With Earth’s climate changing faster than at any point in the history of modern civilization, primarily as a result of human activities, the music industry has begun to evolve to become more eco-friendly. Artists have done so by implementing green touring, which involves requesting locally grown and/or plant-based catering and decreasing the number of travelling tour crew members. Additionally, selling merchandise manufactured from sustainable materials and using energy-efficient stage lights.
“I think green touring is something that’s bringing awareness more than anything,” junior Angela Perez said. “Artists and celebrities are specifically green touring to let everyone know that there’s something that can be done within the environment.”
Green touring has been around for decades, with musicians including Neil Young and Bonnie Raitt. Now, bands such as Maroon 5 and Coldplay, as well 18-year-old pop singer Billie Eilish , are using this method to spread awareness about climate change. According to CNN News, Eilish has made the announcement that at her upcoming world tour, venues are banned from giving out plastic straws and are required to have water refill stations, which are expected to eliminate over 35,000 single-use water bottles from her concerts.
“[Eilish’s] policies, which consist of banning plastic and having water bottle refill stations further inspires people to think about these things,” sophomore Zach Duvel said. “With these major stars doing this, maybe they can influence lesser-known stars and they can have an effect in the music industry.”
The carbon footprint of the music industry has decreased since the 1990s due to the fact people used to buy music on a cassette tape or a CD, while it’s now available to listen to on iTunes and Spotify. According to a 2018 study conducted by the news platform Euronews, purchasing music digitally reduces the energy and carbon dioxide emissions associated with delivering music to customers in the form of hard copy CDs by between 40% and 80%.”
“Records, CDs, DVDs and cassette tapes were all made from petroleum,” AP Environmental Science teacher Brian Vanderark said. “By digitizing music and other forms of electronic entertainment, fewer records, CDs and cassette tapes have been produced, which has reduced petroleum use, leading to a reduction in air pollution.”

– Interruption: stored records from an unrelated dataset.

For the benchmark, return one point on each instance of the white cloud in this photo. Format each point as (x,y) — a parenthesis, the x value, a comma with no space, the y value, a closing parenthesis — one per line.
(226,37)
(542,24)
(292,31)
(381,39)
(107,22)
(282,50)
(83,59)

With venues banning plastic products at Eilish’s upcoming tour, companies like Dasani and Ice Mountain may have a difficult time attracting consumers to purchase their products, which can lead to a loss of revenue.
“It puts pressure on [Ice Mountain and Dasani] to think about how to stop being wasteful and make environmentally friendly advances,” Duvel said. “Additionally, how they will manufacture and distribute their products, because when they are banned from selling those, no one is purchasing, so they’re losing money.”
According to Perez, she believes green touring can reduce the amount of plastic that ends up in landfills, which in the US was 35.4 million tons in 2019. Additionally, according to The Atlantic, this concept can reduce the amount of plastic in the Pacific Garbage Patch which has increased since 2016 and has killed 100,000 marine mammals every year. This includes whales, dolphins, porpoises, seals and sea lions.
“The reduction of single-use plastics and the reduction of straws can contribute to saving marine life,” Perez said. “There are so many shows that produce a lot of waste, when it comes to that, you really think about the small things that lead to the bigger effects.”
Green touring isn’t just in the music industry; it’s also in the acting industry. Actress Anne Hathaway, during the 2017 press tour of her movie “Colossal,” made a commitment to only wear eco-conscious fashion such as vintage and recycled dresses. Additionally, actress Drew Barrymore founded Flower Beauty, an eco-friendly makeup line that produces in the U.S. to avoid the environmental impact of shipping and transporting.
“I think anybody who has a platform like that –musicians, actors – they all have a position of authority where they can influence society,” Vanderark said. “There are a lot of people who might not know much about the environment, but if they go to a concert or a show, they’ll get a certain education and hopefully have a new perspective on the environment.”